The view at Tom’s farm, The Open Air Dairy Farm, is a sight to behold and one you will be unlikely to see on many dairy farms in the country.

Not only does the farm nestle amongst the South Dorset Downs, where the wind – sometimes wild, sometimes sweet sweeps off the sea, but Tom’s 600 cows live outside all year round – not even venturing inside to be milked.

Tom uses portable milking parlours to milk his girls outside in the fields, where they thrive on easy living, which crucially, adds almost another 10 years on their cows’ lifespan than intensively farmed cows.

“Our system is low-stress and our animals are happier and live longer,” said Tom. “Our cows live outside all year round in harmony with the beautiful surroundings of the Dorset countryside. Grazing on grass and roaming the pastures, they live out all year round and the milking parlour comes to them, in which ever field they have wandered!”

“Our cows live a laid-back way of life. We believe that this makes our cows happier, we know it makes them healthier and we are convinced this is what makes our cheddar taste so great!”

The Open Air Dairy was born out of friendship. Tom and Neil met at the University of Plymouth where a life-long bond was formed. Together, with their farming backgrounds and inspired by the work of 1920s dairy farmer AJ Hosier, who wrote an important paper Open Air Dairying, the pair created a vision for how farming could be done differently.

After what seemed like a lifetime searching for a farm, Tom and Neil stumbled on the 1,000 acres of arable land in Little Bredy and after ploughing their funds into cattle, they opened The Open Air Dairy in 2012, where Tom lives with his wife Kelly and four children, Neve, James, Beau and Ivy.

Tom said: “We have five or six different breeds, Jersey, Friesian, Montbeliarde, Norwegian Red and a Brown Swiss.

“We breed our cows to be nimble, light on their feet, small and hardy to be well equipped to live outside all year round and turn grass into milk.”

Open Air Dairy

Since opening, Tom and Neil have almost perfected their portable milking parlours, which they have designed and built themselves.
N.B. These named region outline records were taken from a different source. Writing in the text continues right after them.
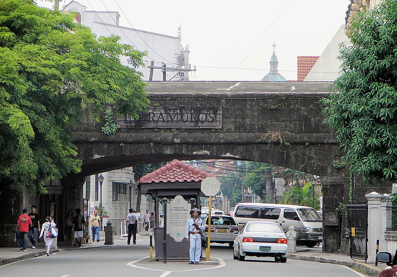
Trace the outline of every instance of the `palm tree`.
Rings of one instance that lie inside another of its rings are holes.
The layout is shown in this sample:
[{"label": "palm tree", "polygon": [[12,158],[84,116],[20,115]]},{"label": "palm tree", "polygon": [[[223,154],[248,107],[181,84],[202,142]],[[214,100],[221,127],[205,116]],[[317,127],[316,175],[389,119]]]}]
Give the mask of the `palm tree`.
[{"label": "palm tree", "polygon": [[[300,205],[311,207],[313,206],[313,187],[311,183],[307,182],[303,187],[295,186],[284,192],[281,203],[292,205]],[[320,209],[320,201],[315,191],[314,208]]]}]

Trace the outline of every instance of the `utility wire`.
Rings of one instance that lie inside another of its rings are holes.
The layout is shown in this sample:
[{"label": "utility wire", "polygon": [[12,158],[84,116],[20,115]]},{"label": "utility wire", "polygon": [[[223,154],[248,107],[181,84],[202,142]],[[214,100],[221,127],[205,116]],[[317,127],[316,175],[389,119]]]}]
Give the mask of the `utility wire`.
[{"label": "utility wire", "polygon": [[[261,41],[262,40],[262,39],[264,38],[264,37],[265,36],[265,35],[266,35],[266,34],[267,33],[267,32],[268,32],[269,30],[270,30],[270,28],[273,26],[273,25],[275,23],[276,21],[277,21],[277,19],[278,19],[278,17],[280,17],[280,15],[281,15],[281,14],[283,13],[283,12],[285,9],[285,8],[288,6],[288,5],[289,5],[289,3],[291,3],[292,0],[290,0],[289,2],[287,3],[287,4],[285,5],[285,6],[284,7],[284,8],[283,8],[282,10],[281,10],[281,11],[280,12],[280,13],[278,14],[278,15],[277,16],[277,17],[275,18],[275,19],[273,21],[273,22],[271,23],[271,24],[270,24],[270,26],[269,26],[269,27],[267,28],[267,29],[266,30],[266,31],[265,32],[265,33],[263,34],[263,35],[262,36],[262,37],[259,39],[259,40],[258,41],[258,42],[257,42],[256,44],[255,44],[255,45],[254,46],[254,47],[253,47],[252,49],[251,49],[251,51],[249,52],[248,52],[248,54],[247,54],[247,56],[246,56],[245,57],[244,57],[244,58],[243,59],[243,60],[241,61],[241,62],[240,64],[239,64],[239,65],[237,66],[237,68],[238,68],[239,67],[240,67],[240,66],[241,65],[241,64],[242,64],[244,62],[244,61],[245,61],[245,59],[247,59],[247,58],[249,56],[249,55],[250,54],[251,54],[251,52],[253,51],[254,51],[254,49],[255,49],[255,48],[259,44],[259,43],[261,42]],[[228,80],[229,78],[231,76],[231,75],[233,75],[233,74],[234,73],[234,72],[236,71],[236,69],[235,69],[233,70],[233,71],[231,73],[231,74],[230,74],[230,75],[229,75],[229,77],[227,77],[227,80]]]}]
Tom said: “We spent the first one to three years researching and developing the parlours, we have learnt from our mistakes keeping the things that have gone right and changing the things that went wrong and now we have perfected it.”

Not only does Tom care for animal welfare but also to the land on which his animals graze.

In the decade or so he has been farming here, he has grown the soil by an average of 3mm per year. Growing soil at these rates enables large quantities of carbon to be stored outweighs the outpouring of methane. It is more than likely The Open Air Dairy is a shining example of a carbon neutral way of farming.

All the milk produced is taken to Barber’s Cheesemakers in Litton Cheney, where it is turned into cheese.

Tom added: “I truly believe it is our unique location and gentle farming methods that makes our cheese taste so great.

“We believe the cows are happier and healthier this way and we believe you can taste this happiness in every bite of our cheddar.”